Metabolic syndrome is a collection of health risk factors that include being overweight, having borderline glucose (sugar) levels, borderline blood pressure, and abnormal cholesterol levels with high triglycerides (fat content in blood). People with three or more risk factors are considered to have metabolic syndrome.
The purpose of both phases of the study is to evaluate the effect of an atorvastatin, in this case, Lipitor, on important blood markers known to be abnormal in the syndrome, Velarde said. The hope is to determine the ability of statins to lower risk factors of the condition, and to determine the impact of treatment on the syndrome’s individual components. Atorvastatin is approved by the U.S. Food and Drug Administration for the treatment of high cholesterol.
This second phase of the study expands the number of women involved, incorporates a control group of women who do not have metabolic syndrome, and utilizes ultrasound imaging to check the carotid arteries, according to cardiologist Gladys Velarde, M.D., director of the Strong Women’s Heart Program at the University of Rochester Medical Center.
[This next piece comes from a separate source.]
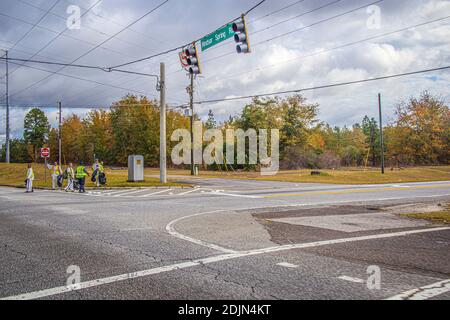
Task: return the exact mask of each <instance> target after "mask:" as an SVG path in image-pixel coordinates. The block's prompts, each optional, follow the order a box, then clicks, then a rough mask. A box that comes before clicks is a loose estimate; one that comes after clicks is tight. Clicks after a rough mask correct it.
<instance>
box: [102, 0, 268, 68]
mask: <svg viewBox="0 0 450 320" xmlns="http://www.w3.org/2000/svg"><path fill="white" fill-rule="evenodd" d="M264 2H266V0H263V1H260V2H259V3H258V4H256V5H255V6H253V7H252V8H250V9H249V10H247V11H246V13H245V15H248V14H249V13H250V12H252V11H253V10H255V9H256V8H258V7H259V6H260V5H262V4H263V3H264ZM238 18H239V17H236V18H235V19H233V20H232V21H234V20H236V19H238ZM227 24H228V23H226V24H224V25H222V26H220V27H219V28H218V29H220V28H221V27H224V26H226V25H227ZM208 35H209V34H208ZM203 37H204V36H202V37H201V38H198V39H196V40H194V41H192V42H198V41H200V40H201V39H203ZM192 42H189V43H185V44H183V45H181V46H178V47H175V48H172V49H168V50H165V51H162V52H159V53H155V54H153V55H151V56H147V57H144V58H141V59H137V60H133V61H130V62H126V63H122V64H119V65H116V66H113V67H110V68H111V69H116V68H122V67H125V66H129V65H132V64H136V63H139V62H144V61H147V60H151V59H153V58H156V57H159V56H163V55H166V54H169V53H171V52H175V51H178V50H181V49H183V48H184V47H186V46H187V45H189V44H191V43H192Z"/></svg>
“The more we know about metabolic syndrome and how statins impact a woman’s health, the closer we will be to decreasing the risk of heart disease and stroke in women who have the syndrome,” Velarde said.
Volunteers should be between the ages of 18 and 75, not pregnant and not planning to become pregnant in the next 12 months. Members accepted into the small control group will not have metabolic syndrome, while another, larger group of volunteers must have at least three of the five components that comprise metabolic syndrome.
Nearly 100 women will be enrolled, most with metabolic syndrome but a portion who are normal, whose data will be used to compare ultrasound results. Participation will last 18 weeks and involve four or five brief visits to the Strong Women’s Heart Program office. Follow-up is done on a regular basis by telephone. Members of the control group will have only one visit which involves lab work and ultrasound imaging.
Volunteers that meet the criteria for the metabolic syndrome are assigned to one of two study groups. Starting the first week, members of both groups are on the American Heart Association Step 1 diet, a low-fat program designed to reduce the risk of cardiovascular disease. All continue their diet plans through the end of the study.
Starting the sixth week, members of one group receive a statin drug, the other a placebo, to be taken through the end of the study. Neither volunteers nor researchers know which group volunteers are in.